History class at school was never my favourite class. I was more a hands on student, I wanted to learn by making, by creating and by building but thanks to a stupid curriculum that said all kids had to do certain subjects I was stuck in Maths, English and History.
I put up with Maths and English figuring that they were the types of subjects I needed to get jobs when leaving school but History was just downright boring most of the time. I’ll give you an example of just how boring it was.
I was in year eight and as a part of history that year there was a local element, we had to learn all about our local area, the important people, the important changes and the important events. Like most fourteen year olds I thought the history of my home town of Bakresfield was boring and something a kid didn’t need to know. However when it was announced that we were going on an excursion to the town’s clock tower I suddenly got interested, well I got interested in an hour or so away from school at least.
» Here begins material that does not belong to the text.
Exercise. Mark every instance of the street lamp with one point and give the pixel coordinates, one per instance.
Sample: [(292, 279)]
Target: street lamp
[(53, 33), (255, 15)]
On the day of the excursion we firstly had to endure a walk through of the town’s court house which was on the ground floor of the clock tower building. I wont bore you with all the facts but it was something along the lines of ‘been around since 1756,’ ‘built by yadda yadda yadda,’ ‘fire something 1898,’ ‘rebuilt 1901.’ and a heap of other useless facts.
After the hugely educational trip through the court house our small class of eleven people, including our teacher Mrs Johnston, made their way through to the back room, originally the holding cells and booking rooms where the guilty were dragged after their case was over. It felt a bit weird walking through a room where burglars, thieves, shop lifters and probably murderers spent hours screaming and protesting their innocence, but I kind of liked it.
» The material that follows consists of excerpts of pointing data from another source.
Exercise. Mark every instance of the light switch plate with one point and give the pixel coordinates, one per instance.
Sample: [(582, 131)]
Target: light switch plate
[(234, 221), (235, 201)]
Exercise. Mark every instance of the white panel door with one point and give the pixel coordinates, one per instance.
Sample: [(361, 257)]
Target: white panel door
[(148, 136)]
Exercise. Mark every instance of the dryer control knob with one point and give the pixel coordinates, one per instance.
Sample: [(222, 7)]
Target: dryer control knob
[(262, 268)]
We were led into the stairwell and up the stairs. We passed the second level which was apparently only used as storage, then we passed the third level, an empty level added only to ensure the clock was the highest point of the whole town and onto the fourth level where the actual clock was installed.
The room felt strange but no worse than the holding cells, however when the ever paranoid Shane Michaels asked if the place was haunted the entire class broke out in laughter easing any feelings of strangeness. What followed for the next twenty minutes was another bunch of hugely important and interesting words, which I no longer remember, about the clock we were standing next to.
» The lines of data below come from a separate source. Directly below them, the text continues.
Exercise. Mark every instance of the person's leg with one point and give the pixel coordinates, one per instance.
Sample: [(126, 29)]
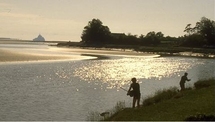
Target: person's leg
[(182, 86), (138, 101), (134, 102)]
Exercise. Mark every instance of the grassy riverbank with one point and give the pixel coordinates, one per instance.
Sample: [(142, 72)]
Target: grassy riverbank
[(170, 105), (164, 50)]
With the talk over it was time for us to go outside and walk around the four sides of the tower, apparently to prove to us that the clock tower was in fact the highest point of town. Following our tour guide we all crouched down and made our way through the small personal access door beside the north face clock dial and stepped out into the open air.
Standing on the balcony that covered all four sides of the tower we all hung onto the wrought iron railing and looked out over our town for several minutes. Some of us took in the scenery and some of us asked questions about the clock but I grabbed Shane by the collar with one hand, the waist of the pants with the other and threw him over the balcony.